Née du rejet d'un projet de loi controversé de l'exécutif hongkongais pro-Pékin qui voulait autoriser les extraditions vers la Chine, la mobilisation a depuis considérablement élargi ses revendications, avec en ligne de mire le pouvoir central chinois.
Cette mobilisation de familles qui se veut un rassemblement pour "l'avenir de nos enfants", a été autorisé par les autorités contrairement à plusieurs autres prévues par les protestataires qui prévoient d'intensifier leurs manifestations au cours du week-end, y compris la poursuite d'un sit-in de trois jours à l'aéroport international rassemblant des milliers de personnes.
"À ce stade, nous nous devons de participer à tous les événements, surtout ceux qui ont à cœur les générations futures, pas seulement les manifestations et les marches", a estimé Roger Cheng, un employé de bureau âgé de 50 ans. "Comme aujourd'hui, c'est à la prochaine génération de comprendre l'importance d'un avenir".
Des personnes âgées ont aussi organisé, samedi, un rassemblement, baptisé "cheveux d'argent", et délivré des pétitions au quartier général de la police et au bureau de la cheffe de l'exécutif de Hong Kong, Carrie Lam, pour marquer leur soutien au mouvement.
Des entreprises menacées de boycott
Les médias d'État chinois, relayés par des réseaux sociaux étroitement contrôlés, ont multiplié les appels à boycotter des entreprises soupçonnées de soutenir les manifestants pro-démocratie qui envahissent quotidiennement les rues de Hong Kong.
Parmi les cibles privilégiées de cette campagne orchestrée par Pékin : la compagnie aérienne hongkongaise Cathay Pacific, une maison de thé taïwanaise et le fabricant japonais de Pocari Sweat, une boisson énergétique très populaire.

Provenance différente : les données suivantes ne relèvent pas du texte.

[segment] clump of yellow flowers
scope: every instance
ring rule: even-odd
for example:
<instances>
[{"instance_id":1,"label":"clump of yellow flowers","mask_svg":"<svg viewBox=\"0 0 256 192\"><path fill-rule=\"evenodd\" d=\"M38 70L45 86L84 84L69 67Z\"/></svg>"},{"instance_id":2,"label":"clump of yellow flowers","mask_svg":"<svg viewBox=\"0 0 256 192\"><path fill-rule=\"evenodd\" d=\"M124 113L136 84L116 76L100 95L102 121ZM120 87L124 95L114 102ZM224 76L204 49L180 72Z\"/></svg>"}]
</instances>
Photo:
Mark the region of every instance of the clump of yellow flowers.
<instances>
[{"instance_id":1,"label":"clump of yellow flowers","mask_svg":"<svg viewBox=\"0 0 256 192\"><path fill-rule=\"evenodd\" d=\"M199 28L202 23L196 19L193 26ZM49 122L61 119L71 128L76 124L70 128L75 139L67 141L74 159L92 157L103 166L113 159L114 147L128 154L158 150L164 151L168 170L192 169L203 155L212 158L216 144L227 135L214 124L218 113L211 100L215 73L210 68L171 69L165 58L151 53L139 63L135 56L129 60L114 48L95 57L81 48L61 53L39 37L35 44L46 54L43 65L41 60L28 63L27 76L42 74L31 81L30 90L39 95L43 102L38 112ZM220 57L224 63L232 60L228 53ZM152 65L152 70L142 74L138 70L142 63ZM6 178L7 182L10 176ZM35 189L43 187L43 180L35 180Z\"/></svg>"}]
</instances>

"Les quatre péchés de Cathay Pacific Airlines", titrait la semaine dernière le Quotidien du peuple, organe de presse du Parti communiste au pouvoir. Celui-ci énumérait alors les actions des personnels du groupe considérées comme favorables au mouvement de contestation.
Une partie des personnels de Cathay Pacific s'est jointe au mouvement de contestation. Selon les médias locaux, un de ses pilotes a été inculpé pour participation à des émeutes.
John Slosar, président de Cathay Pacific, a pris mercredi la défense des employés du groupe, mettant en avant leur liberté de pensée. "Nous employons 27 000 personnes à Hong Kong" a-t-il déclaré devant la presse, "nous n'imaginons évidemment pas leur dire ce qu'ils ont à penser sur certains sujets."
Hong Kong connaît sa plus grave crise politique depuis sa rétrocession à Pékin par Londres en 1997, avec une vague de manifestations parfois violentes en cours depuis deux mois.